But Butler, dismissing a scenario Bush and his top aides describe as one reason to strike Iraq pre-emptively, said he has never seen evidence that Saddam has shared weapons of mass destruction with terrorist groups. Butler said he suspects that "Saddam would be reluctant to share with others what he believes to be an indelible source of his power."
Butler criticized Rumsfeld's comments as "overstated" and said they sounded as if the defense secretary made them "to justify a coming invasion." He suggested that diplomacy should be given a final chance, with the United States and Russia telling Iraqi leaders to accept unconditional weapons inspections "or you're toast."
Others emphasized the risks of delaying action, noting that the United States would likely never get conclusive proof of Saddam's weapons stockpiles or forewarning of his intentions.
Asked by Sen. Chuck Hagel, R-Neb., whether the policy of containing Saddam has exhausted its usefulness, former Iraqi nuclear engineer Khidhir Hamza replied: "Iraq is working to defeat containment and in the end, it will achieve its purpose." Hamza defected in 1995.
Military strategist Anthony Cordesman of the Center for Strategic and International Studies, a Washington public policy group, said the administration may never get the "smoking gun" it needs to convince European and Arab allies of the wisdom of an invasion.

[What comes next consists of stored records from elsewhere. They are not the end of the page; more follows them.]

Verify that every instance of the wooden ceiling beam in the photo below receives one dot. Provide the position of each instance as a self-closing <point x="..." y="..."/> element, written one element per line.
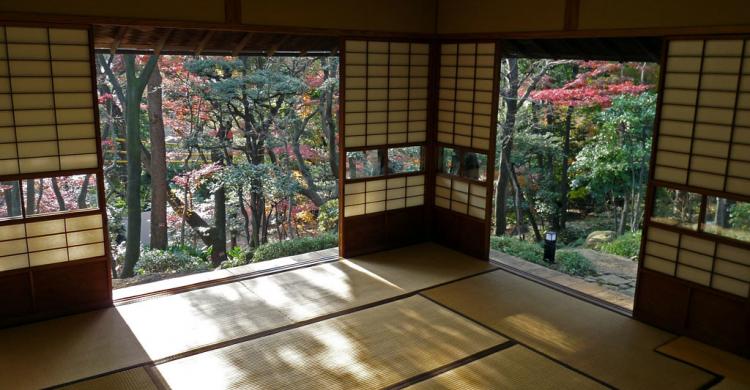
<point x="271" y="51"/>
<point x="121" y="32"/>
<point x="241" y="45"/>
<point x="162" y="41"/>
<point x="204" y="41"/>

"I think we have to be prepared for the fact that if we do this, it will in many ways be our first pre-emptive war," said Cordesman.
Others, including former U.S. diplomat and weapons inspector Robert Gallucci, the dean of the School of Foreign Service at Georgetown University, suggested that an invasion might bring about the scenario officials fear — Saddam using weapons of mass destruction in a last-ditch bid to maintain power.